Overall evaluation summary and decision flow

How CVViZ aggregates submitted feedback on the Interview Feedback tab plus the AI Overall Assessment view.

Two "overall" views

CVViZ surfaces two separate overall summaries on the candidate profile:

  1. Aggregated interviewer feedback — every panelist's submitted scorecard, listed on the Interview Feedback tab.
  2. AI Overall Assessment — a computed view aggregating Skills / Experience / Education AI assessments. Display-only.

Aggregated interviewer feedback

On the candidate's Interview Feedback tab, each submission shows as a collapsible panel:

  • Panel header: "Feedback added by {user.name} {timestamp}".
  • The Overall Rating is surfaced via a star icon next to the header (extracted from the criterion where feedback_type === 'O' && answer_type === 'R').
  • Expanding the panel reveals the component with all criteria the interviewer rated and any remarks.

Open multiple panels to compare interviewers side by side.

AI Overall Assessment

The component shows a heading Overall Assessment with the AI's combined score across Skills, Experience, and Education. See Skills, Experience, and Education assessments (AI-driven) for what feeds it.

This is computed automatically when AI evaluation is enabled (Settings → Automations) — there's no manual override or input here.

Reading the two together

The two are independent signals:

  • The AI Overall Assessment is paper-fit (CV vs. JD).
  • The Aggregated interviewer feedback is human read after meeting them.

Disagreement between the two is informative — strong AI score with weak interview feedback often means the JD/CV match overstates the role fit; weak AI score with strong interview feedback often means a non-traditional CV.

Decision flow

The decision itself — to advance, reject, extend an offer — happens via a status change on the candidate. See Moving candidates through stages and Rejecting candidates.

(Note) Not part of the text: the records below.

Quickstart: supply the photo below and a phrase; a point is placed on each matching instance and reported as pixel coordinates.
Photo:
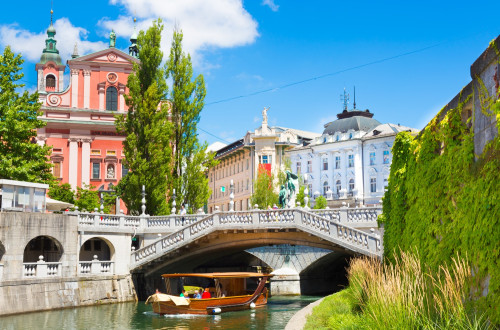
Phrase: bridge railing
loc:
(335, 232)
(96, 267)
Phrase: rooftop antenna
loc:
(354, 104)
(345, 99)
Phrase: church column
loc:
(86, 89)
(74, 88)
(100, 91)
(358, 171)
(73, 162)
(86, 161)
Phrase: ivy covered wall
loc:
(443, 196)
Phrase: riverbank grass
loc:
(401, 295)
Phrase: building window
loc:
(50, 82)
(326, 187)
(96, 171)
(111, 98)
(373, 185)
(110, 171)
(56, 170)
(351, 185)
(350, 161)
(386, 156)
(372, 158)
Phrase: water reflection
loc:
(139, 316)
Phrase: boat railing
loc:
(42, 268)
(96, 267)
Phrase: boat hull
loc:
(209, 306)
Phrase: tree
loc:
(187, 96)
(148, 129)
(321, 203)
(62, 192)
(21, 158)
(264, 194)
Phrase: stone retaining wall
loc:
(23, 296)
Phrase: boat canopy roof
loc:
(218, 275)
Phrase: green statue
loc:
(112, 39)
(282, 196)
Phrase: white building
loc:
(350, 161)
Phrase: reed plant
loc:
(406, 295)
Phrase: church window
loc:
(386, 156)
(350, 160)
(111, 98)
(50, 81)
(373, 185)
(372, 158)
(326, 187)
(96, 171)
(56, 170)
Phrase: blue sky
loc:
(249, 47)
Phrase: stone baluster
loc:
(41, 267)
(95, 267)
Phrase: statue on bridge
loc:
(288, 191)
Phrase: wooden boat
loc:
(229, 294)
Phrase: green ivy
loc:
(444, 200)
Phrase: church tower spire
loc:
(132, 49)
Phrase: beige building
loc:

To capture rationale alongside the status change, use the Remarks field on the Change Candidate Status form (rich-text). That's the canonical place CVViZ stores decision context.

Best practices

  • Have everyone submit before the debrief conversation. Reduces anchoring during the discussion.
  • Capture the final decision in the Remarks of the status change. Future-you will thank present-you for a one-line rationale.
  • Calibrate quarterly. Pull recent candidates' feedback panels, check that ratings track outcomes (e.g. did 5-star hires actually succeed in role?).
  • Treat AI Overall Assessment as a hint, not a decision. The interview feedback panels are where the actual decision should live.